Stacja V: Karner
Upamiętnienie zmarłych lub: Egon i mityczne stworzenia
Tutaj dowiesz się: Dlaczego władze kostnicy w Tulln ekshumowały szczątki. Co Egon zobaczył w Karnerze. Jak śmierć i przemijanie zostały przeniesione na ekran. I jaką rolę odegrało umieranie w życiu Egona.
Początek tematycznej trasy okrężnej: dworzec główny w Tulln
Odległość: 3,6 km
Czas trwania: ok. 90 min.
Stopień trudności: łatwy - bez barier
Schiele Folder PL
Schiele Folder PL
Niewiele miejsc w Europie słynie z ossuariów. Późnoromański dom pogrzebowy w Tulln, zbudowany w XIII wieku na polecenie ostatniego księcia Babenberg Fryderyka II, jest uważany za jeden z najpiękniejszych i najważniejszych w swoim rodzaju. Dwupiętrowa wieża z efektownym piramidalnym dachem wznosi się w niebo na jedenastobocznym planie.

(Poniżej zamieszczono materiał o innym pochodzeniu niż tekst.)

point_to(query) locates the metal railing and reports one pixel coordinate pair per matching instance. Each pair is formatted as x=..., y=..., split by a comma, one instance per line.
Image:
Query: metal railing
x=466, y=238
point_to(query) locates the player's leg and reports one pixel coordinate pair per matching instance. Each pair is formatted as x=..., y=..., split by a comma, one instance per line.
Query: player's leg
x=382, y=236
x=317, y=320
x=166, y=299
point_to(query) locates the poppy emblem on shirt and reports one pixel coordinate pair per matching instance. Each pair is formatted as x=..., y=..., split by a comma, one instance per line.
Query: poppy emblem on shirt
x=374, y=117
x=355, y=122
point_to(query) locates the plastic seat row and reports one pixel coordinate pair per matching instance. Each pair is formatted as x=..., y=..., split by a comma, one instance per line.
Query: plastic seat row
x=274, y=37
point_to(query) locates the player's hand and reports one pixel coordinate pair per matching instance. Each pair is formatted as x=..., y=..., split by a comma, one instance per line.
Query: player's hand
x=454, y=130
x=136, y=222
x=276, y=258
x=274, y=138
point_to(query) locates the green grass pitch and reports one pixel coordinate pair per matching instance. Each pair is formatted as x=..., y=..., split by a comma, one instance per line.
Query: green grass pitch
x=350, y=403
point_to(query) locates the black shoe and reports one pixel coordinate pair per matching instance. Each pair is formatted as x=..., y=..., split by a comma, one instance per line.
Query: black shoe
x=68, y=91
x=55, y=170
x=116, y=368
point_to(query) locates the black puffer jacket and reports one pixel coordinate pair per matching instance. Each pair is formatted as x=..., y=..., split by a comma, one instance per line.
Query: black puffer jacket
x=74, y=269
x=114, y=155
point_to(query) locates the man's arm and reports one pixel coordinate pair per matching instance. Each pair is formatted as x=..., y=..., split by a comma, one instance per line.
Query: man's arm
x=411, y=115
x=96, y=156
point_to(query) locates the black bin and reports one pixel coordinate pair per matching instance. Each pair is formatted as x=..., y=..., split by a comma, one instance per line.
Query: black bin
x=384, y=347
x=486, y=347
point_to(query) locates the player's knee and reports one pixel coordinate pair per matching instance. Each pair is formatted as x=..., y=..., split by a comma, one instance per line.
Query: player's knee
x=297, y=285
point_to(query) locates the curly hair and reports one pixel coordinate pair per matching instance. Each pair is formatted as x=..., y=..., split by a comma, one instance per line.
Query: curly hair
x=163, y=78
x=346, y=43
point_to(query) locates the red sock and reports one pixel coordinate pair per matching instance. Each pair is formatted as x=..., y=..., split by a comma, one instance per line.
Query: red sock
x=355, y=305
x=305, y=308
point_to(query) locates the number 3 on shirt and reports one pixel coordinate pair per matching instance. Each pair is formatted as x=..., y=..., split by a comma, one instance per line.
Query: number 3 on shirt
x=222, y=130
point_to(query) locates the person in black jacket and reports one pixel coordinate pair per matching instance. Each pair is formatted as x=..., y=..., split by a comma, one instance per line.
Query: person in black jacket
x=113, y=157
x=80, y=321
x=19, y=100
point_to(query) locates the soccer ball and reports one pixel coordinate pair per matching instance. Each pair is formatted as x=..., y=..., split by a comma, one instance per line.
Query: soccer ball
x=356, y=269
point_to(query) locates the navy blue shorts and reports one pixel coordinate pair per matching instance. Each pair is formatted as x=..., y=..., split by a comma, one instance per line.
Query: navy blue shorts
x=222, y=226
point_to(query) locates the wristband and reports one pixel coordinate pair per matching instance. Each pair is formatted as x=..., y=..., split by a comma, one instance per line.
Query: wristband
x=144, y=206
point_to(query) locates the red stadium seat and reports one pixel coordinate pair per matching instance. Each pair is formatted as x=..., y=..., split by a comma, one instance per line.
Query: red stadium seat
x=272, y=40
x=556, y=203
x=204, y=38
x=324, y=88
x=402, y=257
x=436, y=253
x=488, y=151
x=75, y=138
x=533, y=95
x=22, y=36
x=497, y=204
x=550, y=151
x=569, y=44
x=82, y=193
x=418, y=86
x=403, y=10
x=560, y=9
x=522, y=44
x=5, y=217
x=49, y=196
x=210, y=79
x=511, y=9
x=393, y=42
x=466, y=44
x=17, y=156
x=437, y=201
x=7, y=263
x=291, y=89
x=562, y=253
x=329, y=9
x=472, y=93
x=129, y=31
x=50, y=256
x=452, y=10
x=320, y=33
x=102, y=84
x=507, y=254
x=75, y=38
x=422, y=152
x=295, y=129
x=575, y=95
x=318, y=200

Ale wewnątrz jest okrągła. Górne piętro, dawną kaplicę cmentarną, zdobią liczne malowidła. Można tu zobaczyć Sąd Ostateczny, adorację Chrystusa przez Trzech Króli i dziewice prowadzone przez diabła do piekła. Ale także smoki, demony i mityczne stworzenia. Niesamowity świat, który rzuca urok na Egona.


W obliczu śmierci.
Piwnica jest oczywiście jeszcze bardziej niesamowita. Do końca XVIII wieku służyła jako ossuarium dla ekshumowanych zmarłych. Stało się tak, ponieważ na starym cmentarzu wokół kościoła parafialnego nie było już miejsca na nowe groby. Kości zostały więc ponownie pochowane w domu pogrzebowym i tam ułożone. Śmierć jest tu wszechobecna. Podobnie jak w życiu Egona. Najpierw traci swoją starszą siostrę Elwirę. Był jeszcze dzieckiem, gdy zmarła na zapalenie opon mózgowych. Potem jego ojciec zapada na syfilis. Egon doświadcza upadku imponującego, szanowanego mężczyzny: utraty pamięci, zmian osobowości, halucynacji. W końcu czternastolatek siedzi cicho w kącie komory śmierci, w której leży Adolf Schiele w swoim galowym mundurze.


Alegoria życia.
Cykl stawania się i przemijania. Śmierć ojca jako trauma dla syna. Zaledwie kilka lat później Egon namalował alegorie życia i śmierci. Przemijanie i śmierć stają się centralnym motywem jego obrazów. Zwiędłe kwiaty. Nagie gałęzie. Drzewa powyginane przez wiatr. Ale także świeżo rozkwitłe słoneczniki jako metaforyczna reprezentacja człowieka. Ponieważ żałoba po bliskich miesza się z radością życia. I pragnieniem bycia traktowanym poważnie jako wizjonerski artysta.

Późnoromański dom pogrzebowy, około 1875 r.